Now let’s say that the moon reflects between 6000 and 20,000 pieces of light per second, while any one reasonably bright-looking star hits the moon with more like 1 piece of light per second. (This is actually the approximate scaling between the two.) This is not because of any atmospheric effects (Earth’s atmosphere transmits over 90% of visible light through it, and it wouldn’t selectively screen out star light from moon light, anyway), but simply because the stars are much fainter because they’re much farther away.
As you can see right away, we have a problem: Our film can only record between 1 and 100 counts, but the moon reflects over 100 times that amount of light per second. That’s why we have a variable shutter speed. We can expose the film for less than 1 second. In this case, if we expose the film for 1/250th of a second, then the film should only pick up between (6000/250 = ) 24 and (20,000/250 = ) 80 pieces of light in that picture. Since 24 and 80 are both between 1 and 100, then we have properly exposed the moon, getting its brightness within the dynamic range of the camera.

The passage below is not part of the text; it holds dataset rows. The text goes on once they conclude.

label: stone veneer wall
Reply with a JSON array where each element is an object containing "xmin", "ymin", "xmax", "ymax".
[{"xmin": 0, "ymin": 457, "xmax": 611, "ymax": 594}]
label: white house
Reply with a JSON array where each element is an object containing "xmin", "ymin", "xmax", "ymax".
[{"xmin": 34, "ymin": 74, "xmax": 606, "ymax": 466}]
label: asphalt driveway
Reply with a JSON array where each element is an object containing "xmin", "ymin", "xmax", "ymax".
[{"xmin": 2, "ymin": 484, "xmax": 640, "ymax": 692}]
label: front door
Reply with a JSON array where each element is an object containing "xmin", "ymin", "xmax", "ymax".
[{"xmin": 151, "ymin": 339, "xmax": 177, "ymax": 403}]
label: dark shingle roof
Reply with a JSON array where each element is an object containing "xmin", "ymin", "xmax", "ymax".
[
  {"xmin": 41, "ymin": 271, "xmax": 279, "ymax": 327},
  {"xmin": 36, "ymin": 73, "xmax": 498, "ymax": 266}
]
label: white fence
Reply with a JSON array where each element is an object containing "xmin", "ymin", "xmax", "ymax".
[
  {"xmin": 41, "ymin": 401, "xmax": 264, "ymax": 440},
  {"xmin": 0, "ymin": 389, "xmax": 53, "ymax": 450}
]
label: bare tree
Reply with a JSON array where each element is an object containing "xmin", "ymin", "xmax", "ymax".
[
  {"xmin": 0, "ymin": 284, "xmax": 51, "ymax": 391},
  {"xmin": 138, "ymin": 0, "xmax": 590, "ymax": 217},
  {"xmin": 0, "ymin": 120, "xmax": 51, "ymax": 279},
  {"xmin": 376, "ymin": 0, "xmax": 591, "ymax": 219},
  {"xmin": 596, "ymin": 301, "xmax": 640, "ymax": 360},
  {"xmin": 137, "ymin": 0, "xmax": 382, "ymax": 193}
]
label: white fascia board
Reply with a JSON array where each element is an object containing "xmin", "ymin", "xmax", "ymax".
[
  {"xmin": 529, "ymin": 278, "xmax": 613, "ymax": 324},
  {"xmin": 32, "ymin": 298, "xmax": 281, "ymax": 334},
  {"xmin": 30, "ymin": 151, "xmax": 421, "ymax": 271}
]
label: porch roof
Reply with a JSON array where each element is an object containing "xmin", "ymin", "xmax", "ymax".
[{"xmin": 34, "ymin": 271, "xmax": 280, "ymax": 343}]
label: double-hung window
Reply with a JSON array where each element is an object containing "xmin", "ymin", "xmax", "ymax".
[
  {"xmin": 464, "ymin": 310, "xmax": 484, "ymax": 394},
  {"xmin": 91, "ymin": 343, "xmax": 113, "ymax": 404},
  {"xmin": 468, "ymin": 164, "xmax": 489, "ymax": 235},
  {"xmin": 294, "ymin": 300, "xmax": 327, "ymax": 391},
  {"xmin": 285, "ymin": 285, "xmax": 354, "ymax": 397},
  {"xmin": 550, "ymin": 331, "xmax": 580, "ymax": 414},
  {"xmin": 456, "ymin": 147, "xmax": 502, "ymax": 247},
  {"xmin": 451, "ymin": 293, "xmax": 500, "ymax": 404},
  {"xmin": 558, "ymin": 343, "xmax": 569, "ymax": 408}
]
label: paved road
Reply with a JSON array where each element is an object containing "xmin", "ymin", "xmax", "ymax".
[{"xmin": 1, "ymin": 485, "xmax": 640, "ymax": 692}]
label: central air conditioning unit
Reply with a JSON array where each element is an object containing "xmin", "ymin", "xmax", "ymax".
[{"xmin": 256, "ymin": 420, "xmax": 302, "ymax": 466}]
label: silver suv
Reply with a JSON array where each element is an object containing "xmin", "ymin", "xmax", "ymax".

Now let’s look at the stars. In that 1/250th second photograph, there’s only a 1 in 250 chance that a piece of light will enter the camera and be recorded by the film. It’s very unlikely. And so, to the film, that star wouldn’t even be there – it wouldn’t be detected – because it’s below the dynamic range of the film.
Now let’s say you actually did want to photograph the stars. With 1 piece of light per second, you would probably want to take a picture for around 50 seconds (to get it in the middle of your dynamic range). But, if you take a picture for 50 seconds, the amount of reflected light off the moon would be over 300,000 counts, and this is way above our dynamic range limit of 100 counts. So while that star may be properly exposed in 50 seconds, the moon itself would be over-exposed and appear all white.
That is why the dynamic range of the film is not good enough to see both stars and the moon’s surface in the same length of exposure
To summarize, the basic reason there are no stars in the Apollo photographs of the lunar surface and sky is because the cameras were set to expose the lunar surface properly, and those exposures are too short to record stars.
In fact, you can easily do this experiment yourself: On a night when there’s a fairly full moon out, or even a half-full moon out, go outside and try to photograph it. If you use an aperture somewhere around 4.5 to 6.3, you will likely need a shutter speed between 1/200 and 1/100 of a second to properly expose the moon. Now look at your photos. Do you see any stars? The answer will be “no.”
Now try to photograph the stars. You will likely need to expose for at least several seconds in order to see any stars in your picture. Now go back to the moon and use the same exposure settings, aperture and shutter speed. You may get stars in the field this time, but the moon will be a pure white ball, over-exposed.
This simple experiment, along with all the arguments above, should clearly show why the claim that there are no stars in the Apollo lunar photographs does not mean that the lunar landings were faked.